Le président du Parlement, Mohammad-Baqer Qalibaf, a fait cette déclaration mardi sur X, après que le président américain Donald Trump a menacé l’Iran d’une nouvelle agression militaire.
« Les décisions et les actions que l’Iran prendra pour sauvegarder ses intérêts et exercer sa légitime défense ne seront pas nécessairement prévisibles ni similaires à celles du passé », a écrit M. Qalibaf.
« La réponse du peuple iranien à tout aventurisme ou acte hostile sera ferme, inflexible et même imprévue », a-t-il ajouté.
« L’Iran ne demande la permission à personne pour se défendre. »
Les propos menaçants tenus lundi par Donald Trump aux côtés du Premier ministre israélien Benjamin Netanyahu ont suscité une vive indignation parmi les responsables iraniens, au sein même de la nation et parmi les alliés de la République islamique d'Iran.

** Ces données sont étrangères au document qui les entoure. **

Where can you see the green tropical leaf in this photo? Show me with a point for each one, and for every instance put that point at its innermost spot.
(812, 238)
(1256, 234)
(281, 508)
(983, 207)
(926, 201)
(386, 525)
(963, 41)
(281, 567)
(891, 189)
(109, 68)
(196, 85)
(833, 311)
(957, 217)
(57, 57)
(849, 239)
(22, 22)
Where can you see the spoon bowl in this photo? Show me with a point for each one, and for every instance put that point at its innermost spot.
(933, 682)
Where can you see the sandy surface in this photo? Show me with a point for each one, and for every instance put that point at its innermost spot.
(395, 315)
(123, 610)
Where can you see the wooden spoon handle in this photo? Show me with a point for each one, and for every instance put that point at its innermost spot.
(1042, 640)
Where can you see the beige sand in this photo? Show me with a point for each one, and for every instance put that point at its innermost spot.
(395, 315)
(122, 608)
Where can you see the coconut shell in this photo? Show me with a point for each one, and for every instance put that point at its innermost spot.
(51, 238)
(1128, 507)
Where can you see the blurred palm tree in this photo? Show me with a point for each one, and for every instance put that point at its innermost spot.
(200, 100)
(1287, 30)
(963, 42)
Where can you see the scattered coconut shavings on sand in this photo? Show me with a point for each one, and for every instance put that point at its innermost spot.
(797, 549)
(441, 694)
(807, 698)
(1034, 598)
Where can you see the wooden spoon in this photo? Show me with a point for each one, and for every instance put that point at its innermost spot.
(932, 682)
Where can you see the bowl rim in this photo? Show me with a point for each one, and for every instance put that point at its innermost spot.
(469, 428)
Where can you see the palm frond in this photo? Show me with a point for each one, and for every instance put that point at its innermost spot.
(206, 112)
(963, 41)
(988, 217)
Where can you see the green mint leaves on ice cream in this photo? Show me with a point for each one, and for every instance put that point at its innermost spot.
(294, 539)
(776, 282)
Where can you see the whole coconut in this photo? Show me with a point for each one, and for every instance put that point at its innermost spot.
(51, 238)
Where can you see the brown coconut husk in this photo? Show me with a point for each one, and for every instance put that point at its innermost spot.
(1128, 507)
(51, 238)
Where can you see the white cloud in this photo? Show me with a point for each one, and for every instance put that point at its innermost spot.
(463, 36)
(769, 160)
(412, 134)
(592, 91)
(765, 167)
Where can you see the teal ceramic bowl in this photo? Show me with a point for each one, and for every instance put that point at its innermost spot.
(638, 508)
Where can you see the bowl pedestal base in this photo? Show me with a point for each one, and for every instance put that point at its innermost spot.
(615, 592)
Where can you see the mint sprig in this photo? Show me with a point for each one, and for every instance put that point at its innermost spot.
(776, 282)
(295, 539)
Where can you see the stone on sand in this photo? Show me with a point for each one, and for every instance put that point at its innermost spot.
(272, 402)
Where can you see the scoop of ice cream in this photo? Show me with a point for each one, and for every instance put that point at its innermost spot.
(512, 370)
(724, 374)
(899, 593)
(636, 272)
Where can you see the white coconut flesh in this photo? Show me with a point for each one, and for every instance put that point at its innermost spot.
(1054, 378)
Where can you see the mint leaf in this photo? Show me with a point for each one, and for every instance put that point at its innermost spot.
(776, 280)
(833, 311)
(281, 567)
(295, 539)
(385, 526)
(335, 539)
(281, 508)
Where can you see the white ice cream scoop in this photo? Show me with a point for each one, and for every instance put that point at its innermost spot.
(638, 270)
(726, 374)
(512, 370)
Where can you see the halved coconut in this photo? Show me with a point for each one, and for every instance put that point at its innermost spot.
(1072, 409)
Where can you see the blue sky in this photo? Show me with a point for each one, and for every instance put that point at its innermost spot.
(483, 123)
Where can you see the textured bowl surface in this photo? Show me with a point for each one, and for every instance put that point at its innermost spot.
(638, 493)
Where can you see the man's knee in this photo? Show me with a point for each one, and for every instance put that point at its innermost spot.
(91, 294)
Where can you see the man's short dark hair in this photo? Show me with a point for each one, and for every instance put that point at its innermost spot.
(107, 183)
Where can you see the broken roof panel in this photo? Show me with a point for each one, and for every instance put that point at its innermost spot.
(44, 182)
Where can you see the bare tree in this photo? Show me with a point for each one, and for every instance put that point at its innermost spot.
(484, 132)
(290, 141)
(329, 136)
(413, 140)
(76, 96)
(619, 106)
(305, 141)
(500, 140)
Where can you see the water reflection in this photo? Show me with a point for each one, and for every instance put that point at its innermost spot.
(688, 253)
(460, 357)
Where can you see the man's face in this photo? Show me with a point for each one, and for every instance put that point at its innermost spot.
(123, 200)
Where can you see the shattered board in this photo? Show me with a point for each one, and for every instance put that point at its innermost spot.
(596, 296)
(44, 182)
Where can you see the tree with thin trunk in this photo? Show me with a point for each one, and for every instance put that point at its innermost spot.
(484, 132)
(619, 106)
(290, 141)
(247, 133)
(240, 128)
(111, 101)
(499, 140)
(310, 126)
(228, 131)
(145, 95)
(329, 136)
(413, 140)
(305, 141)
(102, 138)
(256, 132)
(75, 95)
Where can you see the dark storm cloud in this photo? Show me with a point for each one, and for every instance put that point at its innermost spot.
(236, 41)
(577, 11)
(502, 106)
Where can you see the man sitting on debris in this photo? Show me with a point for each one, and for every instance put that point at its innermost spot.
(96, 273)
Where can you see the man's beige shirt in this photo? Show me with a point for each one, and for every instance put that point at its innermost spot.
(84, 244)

Le président Massoud Pezeshkian a fermement réfuté la menace de Trump, promettant qu'une nouvelle agression se heurterait à une riposte écrasante et « regrettable ».
Le ministre des Affaires étrangères, Abbas Araghchi, a affirmé que les États-Unis portaient l'entière responsabilité des conséquences potentielles de tout acte d'agression contre l'Iran, avertissant que la République islamique d'Iran n'hésiterait pas à réagir avec fermeté.
Il a rappelé les conséquences de la guerre israélo-américaine illégale et non provoquée contre l'Iran en juin, à laquelle les forces armées iraniennes ont répondu en menant des opérations défensives et de représailles calculées et concertées, soulignant que les conséquences de toute nouvelle violation « retomberaient entièrement sur les États-Unis ».
La Russie a également réagi à la menace de Trump, exhortant toutes les parties à la non-escalade.
« Nous estimons qu'il est nécessaire de s'abstenir de toute action susceptible d'aggraver les tensions dans la région et que, avant toute chose, un dialogue avec l'Iran est indispensable », a déclaré le porte-parole du Kremlin, Dmitri Peskov, aux journalistes.
La Russie met en garde les « têtes brûlées »
La porte-parole du ministère russe des Affaires étrangères, Maria Zakharova, a également appelé les « têtes brûlées » à renoncer à toute escalade des tensions avec la République islamique d'Iran.
Elle a par ailleurs déclaré que les menaces proférées par le régime israélien de lancer une nouvelle action militaire contre l’Iran constituent un motif légitime d’inquiétude.